8 strips bacon, chopped into 1” pieces
1 large onion
1 tablespoon sugar
8 eggs
1/2 c heavy cream
1/2 teaspoons salt
1/4 teaspoon ground pepper
12 stalks asparagus, chopped into 1/2” pieces
2 cups grated Swiss cheese
3-4 cups day old French bread, 3/4” cubed

Directions:

Set Instant Pot to sauté, medium heat. Add bacon and cook until crisp, then remove.

While cooking, whisk the eggs, cream, salt, and pepper together.

Reserving approximately 1 tablespoon of the bacon fat, add the chopped onion and sugar.

Stir frequently until onions are caramelized, remove the onions and give the inner liner a quick rinse and scrub.

Return the liner, add about 3 cups of water, and set to pressure Cook, high, 20 minutes.

Coat the inside of a 7 cup Pyrex (or similar) bowl with butter.

Layer as follows, using half the ingredients for each layer -except for the Swiss which has 3 layers. Bread cubes, Cheese, Bacon, Asparagus, Caramelized onion, Repeat.

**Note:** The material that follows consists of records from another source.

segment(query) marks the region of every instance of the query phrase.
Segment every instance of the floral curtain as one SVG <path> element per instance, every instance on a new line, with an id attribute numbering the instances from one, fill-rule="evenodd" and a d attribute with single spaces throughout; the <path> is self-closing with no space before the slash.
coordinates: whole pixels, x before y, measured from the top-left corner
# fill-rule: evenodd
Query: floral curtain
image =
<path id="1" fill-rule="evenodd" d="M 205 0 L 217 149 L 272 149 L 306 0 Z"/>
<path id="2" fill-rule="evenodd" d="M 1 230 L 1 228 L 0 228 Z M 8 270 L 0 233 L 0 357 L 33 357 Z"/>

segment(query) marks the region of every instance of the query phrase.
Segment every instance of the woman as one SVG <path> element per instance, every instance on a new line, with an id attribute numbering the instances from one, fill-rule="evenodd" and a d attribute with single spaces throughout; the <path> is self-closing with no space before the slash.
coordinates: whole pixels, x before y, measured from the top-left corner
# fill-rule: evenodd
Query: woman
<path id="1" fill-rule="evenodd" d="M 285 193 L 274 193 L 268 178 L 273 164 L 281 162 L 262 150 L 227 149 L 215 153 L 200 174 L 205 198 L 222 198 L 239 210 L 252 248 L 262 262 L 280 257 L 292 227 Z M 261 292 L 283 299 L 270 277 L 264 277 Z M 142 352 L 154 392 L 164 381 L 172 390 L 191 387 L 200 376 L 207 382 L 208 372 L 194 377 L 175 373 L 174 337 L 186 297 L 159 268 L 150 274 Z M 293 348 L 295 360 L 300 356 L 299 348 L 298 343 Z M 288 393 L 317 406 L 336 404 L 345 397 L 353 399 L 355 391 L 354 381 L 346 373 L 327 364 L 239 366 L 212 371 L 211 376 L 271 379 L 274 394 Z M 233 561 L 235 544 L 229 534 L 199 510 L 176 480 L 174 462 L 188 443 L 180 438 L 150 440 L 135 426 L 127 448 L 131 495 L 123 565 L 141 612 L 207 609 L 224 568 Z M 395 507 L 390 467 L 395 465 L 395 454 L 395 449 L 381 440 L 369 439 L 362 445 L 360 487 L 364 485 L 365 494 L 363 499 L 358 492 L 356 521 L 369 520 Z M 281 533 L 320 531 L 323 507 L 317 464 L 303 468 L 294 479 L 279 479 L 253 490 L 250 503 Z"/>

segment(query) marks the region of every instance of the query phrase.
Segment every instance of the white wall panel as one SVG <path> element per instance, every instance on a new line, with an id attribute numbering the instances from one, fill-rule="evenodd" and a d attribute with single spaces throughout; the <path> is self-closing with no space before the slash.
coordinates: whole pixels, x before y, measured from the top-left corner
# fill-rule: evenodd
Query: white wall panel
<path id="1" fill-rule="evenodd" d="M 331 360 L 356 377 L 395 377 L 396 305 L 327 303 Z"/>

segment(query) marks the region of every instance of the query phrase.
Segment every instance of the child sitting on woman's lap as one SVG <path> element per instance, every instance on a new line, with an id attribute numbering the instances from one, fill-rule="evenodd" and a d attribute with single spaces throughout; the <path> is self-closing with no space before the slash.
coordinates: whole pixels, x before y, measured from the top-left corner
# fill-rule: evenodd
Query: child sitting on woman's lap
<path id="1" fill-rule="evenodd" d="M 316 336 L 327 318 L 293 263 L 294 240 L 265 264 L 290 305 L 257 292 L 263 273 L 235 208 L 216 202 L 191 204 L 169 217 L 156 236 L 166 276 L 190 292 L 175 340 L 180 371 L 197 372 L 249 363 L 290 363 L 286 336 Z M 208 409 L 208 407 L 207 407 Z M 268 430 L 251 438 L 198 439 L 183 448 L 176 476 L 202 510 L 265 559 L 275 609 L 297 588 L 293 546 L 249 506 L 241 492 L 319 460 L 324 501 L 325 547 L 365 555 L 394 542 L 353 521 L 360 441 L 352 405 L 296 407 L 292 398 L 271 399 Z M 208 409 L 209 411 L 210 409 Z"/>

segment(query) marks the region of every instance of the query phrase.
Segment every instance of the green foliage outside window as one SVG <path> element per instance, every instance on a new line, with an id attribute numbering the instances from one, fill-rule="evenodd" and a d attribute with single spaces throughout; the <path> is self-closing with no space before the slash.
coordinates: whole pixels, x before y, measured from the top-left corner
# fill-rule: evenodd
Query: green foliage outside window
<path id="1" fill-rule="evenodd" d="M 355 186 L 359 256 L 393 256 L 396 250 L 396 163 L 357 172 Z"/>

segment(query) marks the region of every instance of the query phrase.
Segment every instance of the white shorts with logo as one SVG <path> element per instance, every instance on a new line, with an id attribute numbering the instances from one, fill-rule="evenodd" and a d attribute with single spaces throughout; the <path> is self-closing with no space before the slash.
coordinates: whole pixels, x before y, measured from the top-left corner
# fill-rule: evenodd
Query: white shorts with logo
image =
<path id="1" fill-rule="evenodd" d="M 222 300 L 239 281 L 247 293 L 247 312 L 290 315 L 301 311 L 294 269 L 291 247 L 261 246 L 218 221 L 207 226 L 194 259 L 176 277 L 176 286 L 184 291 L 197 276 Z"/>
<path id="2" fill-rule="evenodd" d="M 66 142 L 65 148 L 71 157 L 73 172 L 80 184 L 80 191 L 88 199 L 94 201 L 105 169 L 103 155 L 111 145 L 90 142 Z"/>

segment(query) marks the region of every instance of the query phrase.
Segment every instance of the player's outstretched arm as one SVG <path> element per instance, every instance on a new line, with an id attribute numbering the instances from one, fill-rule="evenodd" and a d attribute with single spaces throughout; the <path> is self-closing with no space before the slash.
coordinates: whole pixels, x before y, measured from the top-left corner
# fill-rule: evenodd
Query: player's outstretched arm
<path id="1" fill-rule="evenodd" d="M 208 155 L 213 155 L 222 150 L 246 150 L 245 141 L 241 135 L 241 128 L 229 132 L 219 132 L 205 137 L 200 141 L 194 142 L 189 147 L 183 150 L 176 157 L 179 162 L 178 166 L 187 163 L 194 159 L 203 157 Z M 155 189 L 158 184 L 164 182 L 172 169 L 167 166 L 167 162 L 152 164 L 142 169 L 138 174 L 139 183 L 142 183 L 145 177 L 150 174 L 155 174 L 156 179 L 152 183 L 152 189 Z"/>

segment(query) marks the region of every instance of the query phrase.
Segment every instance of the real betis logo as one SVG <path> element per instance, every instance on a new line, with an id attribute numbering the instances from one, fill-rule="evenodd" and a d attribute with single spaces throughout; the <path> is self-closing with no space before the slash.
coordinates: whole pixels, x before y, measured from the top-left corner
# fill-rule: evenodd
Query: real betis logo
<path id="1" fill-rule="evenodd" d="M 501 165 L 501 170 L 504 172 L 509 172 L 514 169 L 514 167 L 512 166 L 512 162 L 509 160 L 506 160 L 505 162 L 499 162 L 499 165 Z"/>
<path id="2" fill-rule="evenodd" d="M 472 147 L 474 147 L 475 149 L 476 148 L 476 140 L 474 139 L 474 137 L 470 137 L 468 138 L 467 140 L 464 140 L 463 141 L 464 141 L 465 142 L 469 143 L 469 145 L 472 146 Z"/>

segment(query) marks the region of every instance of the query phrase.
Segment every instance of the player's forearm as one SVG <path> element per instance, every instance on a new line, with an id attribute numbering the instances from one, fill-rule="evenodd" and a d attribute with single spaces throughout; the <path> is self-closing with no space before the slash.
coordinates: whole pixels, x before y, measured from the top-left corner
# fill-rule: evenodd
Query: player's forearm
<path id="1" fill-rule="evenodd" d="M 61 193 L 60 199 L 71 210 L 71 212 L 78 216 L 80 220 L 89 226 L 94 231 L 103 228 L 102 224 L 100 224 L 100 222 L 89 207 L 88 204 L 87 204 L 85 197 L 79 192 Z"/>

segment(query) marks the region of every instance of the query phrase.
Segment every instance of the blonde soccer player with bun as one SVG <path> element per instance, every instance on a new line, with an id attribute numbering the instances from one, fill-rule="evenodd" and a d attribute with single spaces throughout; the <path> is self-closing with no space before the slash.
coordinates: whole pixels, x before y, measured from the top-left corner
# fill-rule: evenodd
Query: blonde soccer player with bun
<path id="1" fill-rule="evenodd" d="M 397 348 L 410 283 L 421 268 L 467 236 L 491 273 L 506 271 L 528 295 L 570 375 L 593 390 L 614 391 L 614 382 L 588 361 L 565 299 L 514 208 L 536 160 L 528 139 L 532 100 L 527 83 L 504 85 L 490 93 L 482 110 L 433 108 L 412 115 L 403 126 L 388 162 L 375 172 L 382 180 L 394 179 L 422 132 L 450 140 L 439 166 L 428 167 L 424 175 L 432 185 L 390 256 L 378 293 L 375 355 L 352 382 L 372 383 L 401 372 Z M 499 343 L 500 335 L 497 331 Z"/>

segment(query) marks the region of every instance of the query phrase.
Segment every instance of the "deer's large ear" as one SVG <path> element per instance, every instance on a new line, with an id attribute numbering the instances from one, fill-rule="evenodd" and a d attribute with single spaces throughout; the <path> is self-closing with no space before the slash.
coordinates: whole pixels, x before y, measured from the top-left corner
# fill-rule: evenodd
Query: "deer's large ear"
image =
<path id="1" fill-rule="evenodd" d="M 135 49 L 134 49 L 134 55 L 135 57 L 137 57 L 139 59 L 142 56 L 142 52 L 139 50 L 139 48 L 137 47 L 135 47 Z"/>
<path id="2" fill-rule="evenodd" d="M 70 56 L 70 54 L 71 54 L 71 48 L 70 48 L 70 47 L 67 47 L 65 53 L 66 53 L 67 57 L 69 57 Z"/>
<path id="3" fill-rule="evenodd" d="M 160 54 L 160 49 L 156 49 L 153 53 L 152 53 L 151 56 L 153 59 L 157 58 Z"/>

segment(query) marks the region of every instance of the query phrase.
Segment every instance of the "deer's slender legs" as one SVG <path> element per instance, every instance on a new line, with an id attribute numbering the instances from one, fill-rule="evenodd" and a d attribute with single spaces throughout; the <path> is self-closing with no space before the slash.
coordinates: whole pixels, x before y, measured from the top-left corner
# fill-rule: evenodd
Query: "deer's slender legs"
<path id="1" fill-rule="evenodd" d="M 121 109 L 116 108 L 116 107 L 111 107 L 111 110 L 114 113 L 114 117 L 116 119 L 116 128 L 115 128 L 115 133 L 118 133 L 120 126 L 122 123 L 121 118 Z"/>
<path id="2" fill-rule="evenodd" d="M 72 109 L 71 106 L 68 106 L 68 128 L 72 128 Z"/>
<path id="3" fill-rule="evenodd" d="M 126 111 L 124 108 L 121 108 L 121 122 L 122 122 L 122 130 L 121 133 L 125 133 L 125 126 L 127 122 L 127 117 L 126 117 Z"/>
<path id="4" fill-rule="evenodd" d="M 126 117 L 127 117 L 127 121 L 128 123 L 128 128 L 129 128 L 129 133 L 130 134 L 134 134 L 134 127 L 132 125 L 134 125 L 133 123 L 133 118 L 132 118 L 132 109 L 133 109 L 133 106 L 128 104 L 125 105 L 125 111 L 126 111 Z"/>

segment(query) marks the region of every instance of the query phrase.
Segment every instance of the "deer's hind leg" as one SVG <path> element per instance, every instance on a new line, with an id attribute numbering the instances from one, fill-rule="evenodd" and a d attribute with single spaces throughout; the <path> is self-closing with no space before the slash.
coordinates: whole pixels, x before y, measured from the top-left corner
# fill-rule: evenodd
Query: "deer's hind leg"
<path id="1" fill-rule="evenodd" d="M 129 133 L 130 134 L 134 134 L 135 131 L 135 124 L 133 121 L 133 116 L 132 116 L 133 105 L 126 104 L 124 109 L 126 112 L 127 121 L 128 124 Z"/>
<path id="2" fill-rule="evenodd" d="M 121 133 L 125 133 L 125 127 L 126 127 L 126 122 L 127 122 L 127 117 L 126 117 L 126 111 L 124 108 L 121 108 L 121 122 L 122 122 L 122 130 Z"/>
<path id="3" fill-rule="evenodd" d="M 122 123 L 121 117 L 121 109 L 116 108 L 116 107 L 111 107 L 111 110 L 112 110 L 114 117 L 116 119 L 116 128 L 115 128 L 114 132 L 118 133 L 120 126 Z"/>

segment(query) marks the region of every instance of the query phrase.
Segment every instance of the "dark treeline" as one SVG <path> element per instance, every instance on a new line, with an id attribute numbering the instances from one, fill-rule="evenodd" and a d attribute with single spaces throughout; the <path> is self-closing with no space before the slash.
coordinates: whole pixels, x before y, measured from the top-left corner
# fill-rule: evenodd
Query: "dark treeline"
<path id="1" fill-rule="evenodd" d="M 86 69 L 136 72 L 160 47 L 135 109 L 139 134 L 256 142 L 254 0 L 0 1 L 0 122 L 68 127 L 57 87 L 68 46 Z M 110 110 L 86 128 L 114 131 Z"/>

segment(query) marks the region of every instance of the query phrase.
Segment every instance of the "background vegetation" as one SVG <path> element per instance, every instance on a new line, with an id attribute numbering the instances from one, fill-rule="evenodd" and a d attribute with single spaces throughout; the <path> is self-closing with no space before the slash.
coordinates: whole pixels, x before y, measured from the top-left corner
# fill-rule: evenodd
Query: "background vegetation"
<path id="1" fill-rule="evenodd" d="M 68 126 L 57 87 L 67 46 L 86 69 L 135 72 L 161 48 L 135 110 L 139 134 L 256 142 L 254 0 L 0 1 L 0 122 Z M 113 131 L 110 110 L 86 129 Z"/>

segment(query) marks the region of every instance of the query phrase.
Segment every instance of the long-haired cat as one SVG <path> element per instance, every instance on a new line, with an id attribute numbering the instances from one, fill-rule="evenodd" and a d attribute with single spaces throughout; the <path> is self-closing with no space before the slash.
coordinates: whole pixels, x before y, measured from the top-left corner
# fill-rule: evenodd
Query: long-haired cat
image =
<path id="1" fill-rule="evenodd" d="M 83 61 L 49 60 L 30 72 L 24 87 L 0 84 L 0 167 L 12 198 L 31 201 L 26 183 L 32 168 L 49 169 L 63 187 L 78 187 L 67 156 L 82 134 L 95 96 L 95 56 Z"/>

Slowly pour egg mixture over the layered ingredients, and then top with cheese.

Using the included wire basket, carefully lower the strata into the Instant Pot. At this point the water should come up to about the half-way point in the cooking dish.

Seal the lid and press start. Let the Instant Pot naturally release for 10 minutes, then press to vent.

Carefully remove once the pressure is reduced and serve.